Examples of application of such technologies: storage and processing of large volumes of data, computation over real-time data, scalable dataset processing for a number of standard formats, image pattern recognition and manipulation, access to data tables from within publications.
Overall, BDE will offer the kind of tool kit necessary to do research across a wide range of datasets more easily than is currently possible.
As well as electricity, wind turbines generate a lot of data. Managers need an infrastructure to ingest and process the data from large turbine arrays in real time using parallel processing. It is often the case that there is plenty of computing power available but that data is lost or not used for want of the tools for processing it. A local instance of BDE should go a long way to solving this problem.
The possibility to schedule one’s own trip whether they are using private or public transport, the prospects of using big data in scheduling transport infrastructure such as road maintenance; potential of using the data generated by vehicles to enhance the vehicles themselves and the road planning.
There are numerous sources of traffic data in European member states.

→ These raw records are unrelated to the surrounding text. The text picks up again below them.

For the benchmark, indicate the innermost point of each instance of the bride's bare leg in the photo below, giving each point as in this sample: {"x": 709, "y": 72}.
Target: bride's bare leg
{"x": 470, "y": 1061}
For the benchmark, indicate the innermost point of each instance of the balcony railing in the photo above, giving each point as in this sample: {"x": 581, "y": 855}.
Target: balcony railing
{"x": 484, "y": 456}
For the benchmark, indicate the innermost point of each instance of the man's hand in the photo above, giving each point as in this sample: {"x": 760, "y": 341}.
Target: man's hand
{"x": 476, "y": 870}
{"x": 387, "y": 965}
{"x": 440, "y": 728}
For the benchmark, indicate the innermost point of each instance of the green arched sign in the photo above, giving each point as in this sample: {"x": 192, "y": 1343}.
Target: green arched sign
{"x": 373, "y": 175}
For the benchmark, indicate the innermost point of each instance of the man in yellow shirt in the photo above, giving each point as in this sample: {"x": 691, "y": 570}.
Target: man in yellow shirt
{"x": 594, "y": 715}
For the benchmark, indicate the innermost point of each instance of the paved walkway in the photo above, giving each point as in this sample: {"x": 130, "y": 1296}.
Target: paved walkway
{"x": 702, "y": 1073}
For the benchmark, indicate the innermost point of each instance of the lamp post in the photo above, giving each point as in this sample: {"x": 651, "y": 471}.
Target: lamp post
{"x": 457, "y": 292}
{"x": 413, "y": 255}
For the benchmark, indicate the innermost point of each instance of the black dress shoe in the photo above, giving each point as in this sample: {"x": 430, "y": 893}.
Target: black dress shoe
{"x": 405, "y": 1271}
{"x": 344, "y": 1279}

The ITS Directive requires each MS to provide a National access point for traffic data. However there is no centralized and harmonised way to deliver and access this information. This is left to the discretion of the European member states.
The beauty of big data itself is that it auto-regulates; it gives the opportunity to cross check a variety of streams of data acting as a mean of quality control on its own. through cross-correlations, it enables the identification of low quality sources which may still be considered but with a lower confidence or only for specific traffic events.
This is not only a matter of autonomous vehicles but of all vehicles equipped with connectivity technologies. The manufacturers are constantly developing new security measures to mitigate the risk of hacking however the idea that the threat only relates to autonomous vehicles is not accurate.
Positioning information is always considered as personal data. This is the case for traffic information delivered from vehicles on the road. GPS data needs to be an anonymised and consolidated early in the data chain in order to avoid any linkability of the data.
The amount of data available related to climate is huge. Climatologists need to know what the impact of climate change will be and how it will affect lives. People generally want to know this in terms of a location so BDE will allow climatologists to see the past, present and expected future variance in different factors on a map. The specific benefit of the technology therefore is that rather than searching for datasets, the platform will know which datasets to invoke to answer questions phrased in terms of location.
There are many aspects of social sciences that can benefit directly from big data technologies. Very often the task is to associate statistics with geographical regions, implying the use of two disparate technologies. Within BDE, the focus is on public sector spending data. Government budget data can be very large and is usually far too technical in nature for a non-specialist. Collaborating with the Your Data Stories project and accessing data from municipalities across Europe, BDE will use big data technologies to reconcile heterogeneous datasets and make it easier to ask questions and make comparisons.
The security focus within BDE is on combining satellite data with news and social media. The volume of data being delivered from satellites is enormous, with every part of the Earth now being analysed by multiple space-borne instruments every day. It is possible to link this data to news and social media but it tends to be a labour intensive and therefore very expensive process. BDE promises to make it easier.
The code for the project is available in our GitHub repository.
We intend to have a low barrier of entry. A simplified version of the platform could be installed using a Vagrant setup. Developing Big Data components will be made easier by the provision of a base Docker image published on the Big Data Europe GitHub repository. These base images and their documentation are continuously evolving.